What I Did In My Holidays Part 1

Filed under: boxing,ramblings,the studiofix — @ 2:35 pm Comments (0)

Normally, as soon as I finish writing a review of a submitted CD, I cast it towards the wall of CDs next to the bed. It has to fend for itself from then on, either snuggling up to fellow unsigned items or attempting to infiltrate the alt-country that dominates my post-vinyl years. The CD’s destiny is to lie there gathering dust and being squashed below all the other CDs that follow.
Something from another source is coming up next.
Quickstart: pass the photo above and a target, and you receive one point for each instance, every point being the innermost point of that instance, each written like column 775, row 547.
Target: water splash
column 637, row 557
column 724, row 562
Given that I suddenly had some time, I began to listen to the past five years of CDs. More recently I even bought an external drive and started to convert my music to MP3 as well as adding a very cheap MP3 player to the car. I now carry a half Gig of selected tracks around with me.

What did I learn? I learnt that the music I have been listening to and reviewing is just as good as anything else I have in my collection. I can mix Scud Mountain Boys and Drunk with The Reverse and Things In Herds and it all equally brilliant and inspiring. As a side effect of this confirmation I also realised that it is not the quality of the music that leads to a band being signed/unsigned famous/unknown. I have no idea what does make that difference but it probably includes a large slice of luck (“that was lucky” said a spectator to Gary Player as he holed a long put. “Yes, ” said Player, “and the more I practice the luckier I get”).

In all of this walking down memory lane, I returned to two albums that sound even better after a little time away from them. repeated listens (out of choice and not duty) now mean I can place them into my personal “Greatest classic albums of all time, ever” list. I think its just a coincidence that both bands are from Los Angeles.

The Studiofix Will Change Your Life (2006). The Studiofix play music that is Indie Rock/Funk/Soul and bring together musical elements from the 60s onwards. Mind you, you could make anything sound good when you are fronted with a girl who can sing like Paco.

Way Down East by Boxing (2003). Sadly split up now. Boxing produced an album of bewilderingly quirky and twisted Indie music that can years later still surprise and energise.